American Journal of Medicine and Medical Sciences

p-ISSN: 2165-901X    e-ISSN: 2165-9036

2025;  15(12): 4254-4258

doi:10.5923/j.ajmms.20251512.12

Received: Nov. 19, 2025; Accepted: Dec. 5, 2025; Published: Dec. 8, 2025

 

The Impact of Asymptomatic Bacteriuria on Pregnancy Outcome

Matrizaeva Kurbonbika Madrimovna1, Yusupova Mehribon Atakhanovna2

1Assistant Professor, Department of Family Physician Training, Urgench State Medical Institute, Uzbekistan

2DSc, Head of the Department of Family Physician Training, Urgench State Medical Institute, Uzbekistan

Correspondence to: Matrizaeva Kurbonbika Madrimovna, Assistant Professor, Department of Family Physician Training, Urgench State Medical Institute, Uzbekistan.

Email:

Copyright © 2025 The Author(s). Published by Scientific & Academic Publishing.

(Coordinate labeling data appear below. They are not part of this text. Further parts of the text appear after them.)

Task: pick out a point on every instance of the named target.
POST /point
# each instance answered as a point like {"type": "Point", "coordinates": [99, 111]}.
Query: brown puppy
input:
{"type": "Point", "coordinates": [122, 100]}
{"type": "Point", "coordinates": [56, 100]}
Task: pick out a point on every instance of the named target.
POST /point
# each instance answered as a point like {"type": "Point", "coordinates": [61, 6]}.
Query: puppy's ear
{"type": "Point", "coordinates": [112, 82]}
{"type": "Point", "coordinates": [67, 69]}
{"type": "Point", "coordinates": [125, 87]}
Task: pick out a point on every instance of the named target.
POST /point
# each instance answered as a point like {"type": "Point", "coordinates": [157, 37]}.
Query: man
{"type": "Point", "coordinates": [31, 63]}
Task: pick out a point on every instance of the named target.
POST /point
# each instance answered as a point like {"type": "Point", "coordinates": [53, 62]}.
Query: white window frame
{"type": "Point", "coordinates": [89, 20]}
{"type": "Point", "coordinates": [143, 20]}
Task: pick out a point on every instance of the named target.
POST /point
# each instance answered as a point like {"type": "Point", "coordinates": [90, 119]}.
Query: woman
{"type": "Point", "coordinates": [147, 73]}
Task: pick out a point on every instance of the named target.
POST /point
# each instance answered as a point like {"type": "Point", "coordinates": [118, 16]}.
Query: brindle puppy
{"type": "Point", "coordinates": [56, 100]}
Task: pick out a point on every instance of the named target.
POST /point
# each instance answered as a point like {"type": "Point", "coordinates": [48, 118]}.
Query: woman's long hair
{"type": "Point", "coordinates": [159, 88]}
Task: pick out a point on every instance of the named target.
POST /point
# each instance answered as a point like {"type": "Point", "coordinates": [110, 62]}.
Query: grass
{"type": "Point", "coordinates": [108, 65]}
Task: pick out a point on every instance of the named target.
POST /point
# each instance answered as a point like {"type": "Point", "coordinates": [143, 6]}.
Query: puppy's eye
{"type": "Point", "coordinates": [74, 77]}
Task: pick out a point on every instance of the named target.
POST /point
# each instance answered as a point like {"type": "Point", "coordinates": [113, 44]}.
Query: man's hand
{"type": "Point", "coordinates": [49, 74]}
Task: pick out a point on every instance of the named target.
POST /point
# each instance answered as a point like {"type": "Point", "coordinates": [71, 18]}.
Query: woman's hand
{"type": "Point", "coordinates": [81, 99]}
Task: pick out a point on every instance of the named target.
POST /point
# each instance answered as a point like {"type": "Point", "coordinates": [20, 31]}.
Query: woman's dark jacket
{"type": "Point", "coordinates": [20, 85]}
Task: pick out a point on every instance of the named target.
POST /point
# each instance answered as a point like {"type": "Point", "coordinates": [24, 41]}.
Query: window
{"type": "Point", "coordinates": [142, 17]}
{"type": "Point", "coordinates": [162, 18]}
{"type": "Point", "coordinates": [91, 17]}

This work is licensed under the Creative Commons Attribution International License (CC BY).
http://creativecommons.org/licenses/by/4.0/

Abstract

The terms inflammation and cystitis, i.e., patient complaints, cover a wide range of conditions—from asymptomatic bacteriuria on the one hand, to acute pyelonephritis and septicemia on the other—all combined based on a common feature: a positive urine culture. Currently, inflammatory diseases of the genitals are a leading gynecological pathology and the most common cause of reproductive health problems in women. Vaginal infections are the most common infectious and inflammatory diseases of the female genital tract. The presence of opportunistic pathogens from the facultative anaerobic group in the urogenital tract and the increased number of anaerobic bacteria dramatically increase the risk of ascending infection of the endocervix, endometrium, and fallopian tube mucosa. Long-term and often asymptomatic persistence of infectious agents in the endometrium during pregnancy leads to significant changes in its structure. Persistent endometritis interferes with normal embryo implantation, can disrupt embryogenesis, and ultimately leads to numerous complications of pregnancy and childbirth.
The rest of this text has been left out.